I don’t recall any trips to the cottage that weren’t fun, unless you count the time my brother Arno had to have his appendix out. My other brother and I still managed to have a good time playing outside all day while mom and grandpa took turns sleeping after alternate trips to the hospital. So maybe Arno and mom can’t claim an unbroken streak of fun at the cottage, but for the rest of the family it’s been a consistently special place.
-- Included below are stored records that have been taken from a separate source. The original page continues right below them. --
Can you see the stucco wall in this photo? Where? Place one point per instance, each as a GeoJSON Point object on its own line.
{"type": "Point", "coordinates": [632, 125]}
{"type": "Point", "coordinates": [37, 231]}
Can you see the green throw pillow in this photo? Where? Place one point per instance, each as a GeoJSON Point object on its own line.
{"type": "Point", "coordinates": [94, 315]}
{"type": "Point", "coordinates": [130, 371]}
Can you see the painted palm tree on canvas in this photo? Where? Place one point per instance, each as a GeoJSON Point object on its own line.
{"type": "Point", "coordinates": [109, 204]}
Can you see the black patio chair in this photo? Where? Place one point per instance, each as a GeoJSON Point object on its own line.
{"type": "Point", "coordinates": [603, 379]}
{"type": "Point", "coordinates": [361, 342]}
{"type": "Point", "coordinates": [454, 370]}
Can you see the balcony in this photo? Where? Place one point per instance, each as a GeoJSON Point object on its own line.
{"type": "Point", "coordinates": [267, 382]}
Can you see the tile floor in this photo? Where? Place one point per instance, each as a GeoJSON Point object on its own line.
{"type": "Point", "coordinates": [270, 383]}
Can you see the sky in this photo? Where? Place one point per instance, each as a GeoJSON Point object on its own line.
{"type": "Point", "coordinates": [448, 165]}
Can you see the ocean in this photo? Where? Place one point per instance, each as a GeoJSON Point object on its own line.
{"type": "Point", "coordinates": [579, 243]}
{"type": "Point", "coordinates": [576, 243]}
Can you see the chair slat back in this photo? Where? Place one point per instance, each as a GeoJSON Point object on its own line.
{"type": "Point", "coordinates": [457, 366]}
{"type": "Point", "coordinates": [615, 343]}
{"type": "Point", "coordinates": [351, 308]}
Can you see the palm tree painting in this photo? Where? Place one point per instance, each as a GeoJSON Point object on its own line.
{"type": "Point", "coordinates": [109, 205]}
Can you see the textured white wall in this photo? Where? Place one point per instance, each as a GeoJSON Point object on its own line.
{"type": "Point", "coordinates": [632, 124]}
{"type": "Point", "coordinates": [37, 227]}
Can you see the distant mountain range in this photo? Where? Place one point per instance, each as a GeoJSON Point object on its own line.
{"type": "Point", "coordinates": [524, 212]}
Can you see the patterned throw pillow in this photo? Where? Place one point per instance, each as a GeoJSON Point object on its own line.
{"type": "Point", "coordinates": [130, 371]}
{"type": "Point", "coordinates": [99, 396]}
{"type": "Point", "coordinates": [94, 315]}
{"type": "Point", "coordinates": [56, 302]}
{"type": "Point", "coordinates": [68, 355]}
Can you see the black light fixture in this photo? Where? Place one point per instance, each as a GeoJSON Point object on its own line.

The sad thing is this particular trip may have been our last. I hope not, but there has been talk since last year of the cottage being sold to help pay for grandma’s care in the nursing home. I know it would make grandma sad to have the cottage leave our family, but there is something poetic about one last investment of grandpa’s helping her out yet again. I understand it, but it pains me to let one more thing go. It was hard losing my grandpa back when I was in high school. It’s hard to slowly be losing my grandma. I still can’t believe my grandpa never got to meet my husband or my kids. He would have loved them.
But by sharing the cottage with my kids and seeing them retrace some of my own steps up the staircase or into the woods it’s like having their lives overlap somehow with other people and times I’ve loved. I look around the cottage and I get to have my grandparents back a little. They did all the staining of all the woodwork themselves. My grandpa built the bookcase that holds the record player Aden was so delighted with this weekend. I got to feed my kids breakfast on my grandma’s dishes. My grandma used to spend every June up at the cottage, and her things are still there. Everyone who visits the cottage now is still just borrowing it, so even though she will likely never go there again, it’s still set up as her second house. Her nightgown is hanging in the closet. Her picture of grandpa still smiles at us from atop the dresser.
There is an almost ritual-like way of closing up the cottage when we go. It starts with stripping the beds the minute everyone is up on the last day, and getting the sheets in the wash first thing. As the laundry proceeds to the load of towels, I make the beds upstairs, folding hospital corners the way my grandma likes. I close windows and draw curtains, and shut the door to each room as I finish it. By the time we get to cleaning up the first floor it’s time to kick all the kids out of the house so I can vacuum.
The last thing I did this time was scrub the dining table. I noticed as I was wrapping up the vacuum cleaner cord that there were a few syrup spots left that I’d missed the first time. I leaned down low so the light would be right for seeing the dark spots on the dark pine table top, and I realized there were writing imprints all over the table. Decades of Scrabble scores and Boggle words, childish scrawls and daunting looking math equations…. At the corner nearest the kitchen was one clear sentence that read, “I miss you Arno!” I wondered if it was left over from a card maybe Barrett or I made that spring vacation when he had appendicitis, or if someone else was visiting the cottage on a different occasion and just wished Arno were there to share it.
It struck me at that moment that I missed Arno too. I miss lots of things.